At the end of one year in the Saito et al. study, the diabetics receiving raloxifene had a significantly higher SOS than the control diabetics (P = 0.02), but otherwise there were no significant differences in SOS or bone turnover markers. Comparing the change from baseline values between the subgroups, it was found that SOS increased and serum N-telopeptide (NTX) decreased in diabetics and non-diabetics receiving raloxifene compared with the control subgroups (P < 0.05).

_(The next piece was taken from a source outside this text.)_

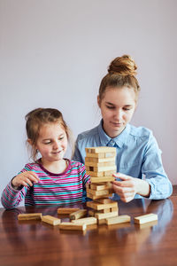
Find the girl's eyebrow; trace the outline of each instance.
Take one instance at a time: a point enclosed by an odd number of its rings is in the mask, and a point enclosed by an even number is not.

The findings of this study suggest the possibility that raloxifene may have beneficial skeletal effects in postmenopausal women on hemodialysis. However, this is a hypothesis that requires further study before raloxifene can be recommended for clinical use in these patients. At this time, there are more questions than answers. In patients with end-stage CKD, it is not clear whether a reduction in bone turnover markers or an increase SOS with treatment is associated with a reduction in fracture risk. Since some postmenopausal women with end-stage CKD could have CKD-mineral and bone disorder with low bone turnover, an antiresorptive medication may not be appropriate for all. There are safety concerns with the use of raloxifene, a drug associated with increased risk of thromboembolic events, in patients with end-stage CKD and/or diabetes mellitus, since these patients are at high baseline risk for cardiovascular disease. More data are needed to better define the bone disease in patients with end-stage CKD, with or without diabetes, and determine whether pharmacological interventions can reduce fracture risk with a favorable balance of benefit and risk.

Footnotes

Please cite this paper as Lewiecki EM. Preventing Fractures in Diabetic Dialysis Patients. Int J Endocrinol Metab. 2012;10(4):640-1. DOI: 10.5812/ijem.5384
Financial Disclosure The author has received grant/research support from Amgen, Merck, Eli Lilly, Novartis, Warner Chilcott, GSK, and Genentech. He has served as a consultant, advisory board member, speakers’ bureau participant, or given presentations at sponsored speaking events for Amgen, Eli Lilly, Novartis, Merck, Warner Chilcott, GSK, and Genentech.